Lack of clarity on whether manufacturing bans in Punjab, Uttarakhand, Himachal, Goa and Karnataka still in place
Though popular instant noodles brand Maggi has passed the safety tests mandated by the Bombay High Court, it faces hurdles on the production front, owing to lack of clarity on whether state-wide bans across the five Nestle India facilities that manufacture Maggi are still in place or not.
The five plants are located at Punjab, Himachal Pradesh, Uttarakhand, Goa and Karnataka. While Punjab, Himachal Pradesh and Uttarakhand were among the first few states to ban Maggi, following the detection of contaminated samples in those regions, Goa and Karnataka followed. Goa banned the product in June as a “precautionary measure”, while Karnataka first gave a thumbs-up to the product and then reversed its stand.
Sources say the Nestle India management is talking to the authorities in Goa and Karnataka to allow production in these states. Goa is on top of the company’s list, as a Central Food Technological Research Institute laboratory, approved by the Food Safety and Standards Authority of India (FSSAI), had found samples of Maggi sent by the Goa FDA to be in compliance with food safety norms.
Responding to queries on the issue, a Nestle India spokesperson said re-starting the manufacturing process was lengthy and complex. “We will evaluate where we can accelerate the process of re-starting production under the current circumstances,” the spokesperson added.
Those in the know say resolving production issues will be critical for Nestle, as it looks to re-launch Maggi by the year-end. Earlier, Nestle India Managing Director Suresh Narayanan had said the company would press all levers to make the re-launch memorable.
For that, Nestle will have to commence production at the earliest.
Some say Nestle could have avoided the current logjam had it not terminated an agreement with Kolkata-based contract manufacturer SAJ Food Products last month. As West Bengal didn’t ban Maggi, the issue of having to negotiate with state authorities wouldn’t arise, they add.

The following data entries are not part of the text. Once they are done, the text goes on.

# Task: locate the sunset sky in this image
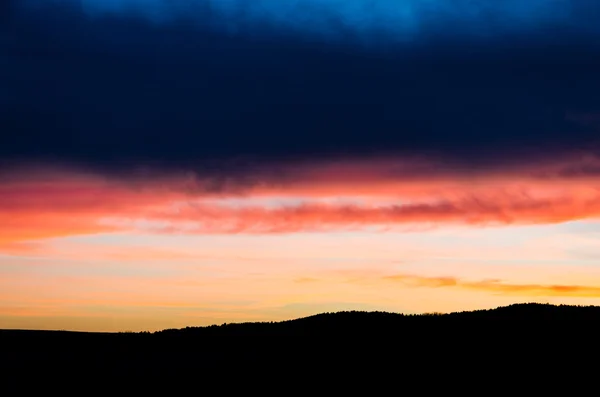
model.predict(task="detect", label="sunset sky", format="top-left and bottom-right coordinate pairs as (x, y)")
top-left (0, 0), bottom-right (600, 331)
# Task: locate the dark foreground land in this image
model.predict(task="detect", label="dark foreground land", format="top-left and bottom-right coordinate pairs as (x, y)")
top-left (0, 304), bottom-right (600, 386)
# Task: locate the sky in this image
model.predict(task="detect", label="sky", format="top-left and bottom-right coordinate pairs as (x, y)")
top-left (0, 0), bottom-right (600, 331)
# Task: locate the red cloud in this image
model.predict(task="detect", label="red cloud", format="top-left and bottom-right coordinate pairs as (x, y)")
top-left (384, 275), bottom-right (600, 298)
top-left (0, 156), bottom-right (600, 247)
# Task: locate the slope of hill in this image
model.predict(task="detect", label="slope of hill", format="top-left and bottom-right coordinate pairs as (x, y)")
top-left (0, 304), bottom-right (600, 376)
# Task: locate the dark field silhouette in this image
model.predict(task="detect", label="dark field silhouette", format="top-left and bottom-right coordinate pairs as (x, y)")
top-left (0, 304), bottom-right (600, 391)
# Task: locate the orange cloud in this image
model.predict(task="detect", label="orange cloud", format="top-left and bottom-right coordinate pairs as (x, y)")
top-left (383, 275), bottom-right (600, 298)
top-left (0, 156), bottom-right (600, 246)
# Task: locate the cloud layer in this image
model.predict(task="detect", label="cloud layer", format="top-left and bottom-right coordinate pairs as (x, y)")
top-left (0, 156), bottom-right (600, 249)
top-left (0, 0), bottom-right (600, 174)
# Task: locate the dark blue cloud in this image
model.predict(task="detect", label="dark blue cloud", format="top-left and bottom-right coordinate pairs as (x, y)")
top-left (0, 0), bottom-right (600, 172)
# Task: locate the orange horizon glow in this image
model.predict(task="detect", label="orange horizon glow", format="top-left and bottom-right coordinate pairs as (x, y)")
top-left (0, 156), bottom-right (600, 331)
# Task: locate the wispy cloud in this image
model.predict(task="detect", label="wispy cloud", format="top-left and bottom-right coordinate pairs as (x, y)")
top-left (383, 274), bottom-right (600, 298)
top-left (0, 156), bottom-right (600, 249)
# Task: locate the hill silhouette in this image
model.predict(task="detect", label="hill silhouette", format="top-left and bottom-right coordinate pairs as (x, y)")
top-left (0, 303), bottom-right (600, 386)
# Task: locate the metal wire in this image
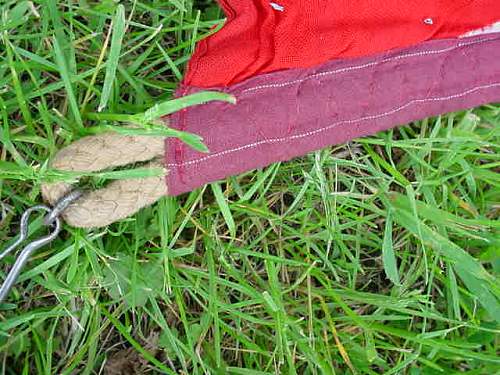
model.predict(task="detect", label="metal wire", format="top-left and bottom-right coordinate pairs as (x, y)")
top-left (0, 191), bottom-right (82, 303)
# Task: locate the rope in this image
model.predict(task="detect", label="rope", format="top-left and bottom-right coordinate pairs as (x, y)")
top-left (42, 132), bottom-right (167, 228)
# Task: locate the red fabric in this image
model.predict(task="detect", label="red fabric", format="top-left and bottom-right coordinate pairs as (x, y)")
top-left (184, 0), bottom-right (500, 87)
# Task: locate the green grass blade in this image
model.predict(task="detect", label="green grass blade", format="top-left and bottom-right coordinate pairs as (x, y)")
top-left (98, 4), bottom-right (126, 112)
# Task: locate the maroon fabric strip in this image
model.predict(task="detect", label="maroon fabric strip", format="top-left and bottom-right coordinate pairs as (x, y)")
top-left (166, 33), bottom-right (500, 195)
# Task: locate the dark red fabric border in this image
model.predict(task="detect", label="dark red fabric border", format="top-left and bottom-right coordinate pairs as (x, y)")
top-left (166, 33), bottom-right (500, 195)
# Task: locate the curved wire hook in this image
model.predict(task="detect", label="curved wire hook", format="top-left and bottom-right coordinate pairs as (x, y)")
top-left (0, 191), bottom-right (82, 303)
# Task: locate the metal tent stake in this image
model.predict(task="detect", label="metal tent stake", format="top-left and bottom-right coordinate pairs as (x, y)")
top-left (0, 190), bottom-right (82, 303)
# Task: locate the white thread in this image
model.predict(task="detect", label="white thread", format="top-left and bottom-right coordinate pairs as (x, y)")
top-left (241, 37), bottom-right (500, 95)
top-left (167, 82), bottom-right (500, 168)
top-left (460, 21), bottom-right (500, 38)
top-left (269, 3), bottom-right (285, 12)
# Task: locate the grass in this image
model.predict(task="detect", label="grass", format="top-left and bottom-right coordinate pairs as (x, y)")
top-left (0, 0), bottom-right (500, 375)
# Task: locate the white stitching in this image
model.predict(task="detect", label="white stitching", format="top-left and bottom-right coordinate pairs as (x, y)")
top-left (167, 82), bottom-right (500, 168)
top-left (240, 37), bottom-right (499, 95)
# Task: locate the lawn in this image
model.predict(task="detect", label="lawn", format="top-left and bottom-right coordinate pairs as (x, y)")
top-left (0, 0), bottom-right (500, 375)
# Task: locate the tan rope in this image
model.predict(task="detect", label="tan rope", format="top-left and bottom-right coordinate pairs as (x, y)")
top-left (42, 132), bottom-right (167, 228)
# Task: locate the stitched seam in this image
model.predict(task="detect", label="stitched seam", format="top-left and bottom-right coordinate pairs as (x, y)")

The FSSAI-certified SAJ Food Products manufactured about four per cent of Maggi’s annual volumes.
As Nestle didn’t have its own plant to manufacture Maggi in the eastern region, SAJ was a key contract manufacturer.

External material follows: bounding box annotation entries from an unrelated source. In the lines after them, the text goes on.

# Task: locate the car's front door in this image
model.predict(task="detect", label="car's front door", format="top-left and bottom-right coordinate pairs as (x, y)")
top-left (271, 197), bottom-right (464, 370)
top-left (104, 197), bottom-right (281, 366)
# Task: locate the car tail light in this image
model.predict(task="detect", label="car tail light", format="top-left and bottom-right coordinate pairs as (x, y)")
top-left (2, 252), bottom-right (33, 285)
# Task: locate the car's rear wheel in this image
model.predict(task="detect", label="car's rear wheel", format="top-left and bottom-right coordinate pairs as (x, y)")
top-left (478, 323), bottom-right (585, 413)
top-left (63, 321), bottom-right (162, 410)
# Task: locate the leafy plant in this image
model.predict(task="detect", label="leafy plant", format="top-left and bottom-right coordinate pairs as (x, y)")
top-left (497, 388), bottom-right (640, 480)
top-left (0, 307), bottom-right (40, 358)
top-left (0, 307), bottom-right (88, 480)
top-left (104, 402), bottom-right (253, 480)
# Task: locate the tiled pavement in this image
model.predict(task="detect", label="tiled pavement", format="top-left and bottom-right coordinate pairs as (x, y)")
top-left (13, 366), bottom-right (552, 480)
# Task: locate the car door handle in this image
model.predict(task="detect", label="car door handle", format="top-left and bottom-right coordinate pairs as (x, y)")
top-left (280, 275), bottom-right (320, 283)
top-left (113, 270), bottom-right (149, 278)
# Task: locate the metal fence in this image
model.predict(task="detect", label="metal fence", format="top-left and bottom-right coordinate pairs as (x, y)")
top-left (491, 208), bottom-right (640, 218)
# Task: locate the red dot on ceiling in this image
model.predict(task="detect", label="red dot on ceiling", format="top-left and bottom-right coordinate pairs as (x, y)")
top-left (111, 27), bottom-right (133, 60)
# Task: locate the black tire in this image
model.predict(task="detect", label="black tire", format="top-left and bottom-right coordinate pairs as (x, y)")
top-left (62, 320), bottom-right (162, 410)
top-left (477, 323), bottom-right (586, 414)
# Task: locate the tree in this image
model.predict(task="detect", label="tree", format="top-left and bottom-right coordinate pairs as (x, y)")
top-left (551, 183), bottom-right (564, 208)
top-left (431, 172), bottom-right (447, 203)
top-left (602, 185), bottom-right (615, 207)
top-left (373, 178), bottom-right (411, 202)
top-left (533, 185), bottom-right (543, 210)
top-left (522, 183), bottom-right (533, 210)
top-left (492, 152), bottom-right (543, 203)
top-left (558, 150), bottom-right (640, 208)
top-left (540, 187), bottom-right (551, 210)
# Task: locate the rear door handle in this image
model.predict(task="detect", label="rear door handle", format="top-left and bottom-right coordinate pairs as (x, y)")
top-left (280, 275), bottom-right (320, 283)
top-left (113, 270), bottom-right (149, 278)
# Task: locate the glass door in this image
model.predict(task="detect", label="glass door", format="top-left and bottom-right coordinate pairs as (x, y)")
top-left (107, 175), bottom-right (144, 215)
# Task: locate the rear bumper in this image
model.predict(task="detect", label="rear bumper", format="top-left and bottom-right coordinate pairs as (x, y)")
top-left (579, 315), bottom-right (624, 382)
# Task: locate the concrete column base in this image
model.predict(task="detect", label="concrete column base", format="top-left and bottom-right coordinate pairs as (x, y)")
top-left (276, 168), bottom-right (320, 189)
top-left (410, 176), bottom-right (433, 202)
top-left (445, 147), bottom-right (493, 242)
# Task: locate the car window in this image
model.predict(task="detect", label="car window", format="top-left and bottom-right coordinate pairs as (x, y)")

While SAJ Chairman K D Paul said his company continued to manufacture other Nestle products, he declined to specify what led to the termination of the Maggi contract. “The decision (to terminate the Maggi contract) was taken by Nestle, as it thought it would be best to use its own production facilities,” Paul said. “We not only remain manufacturers of other Nestle products, but also their leading distributors in the (eastern) region.”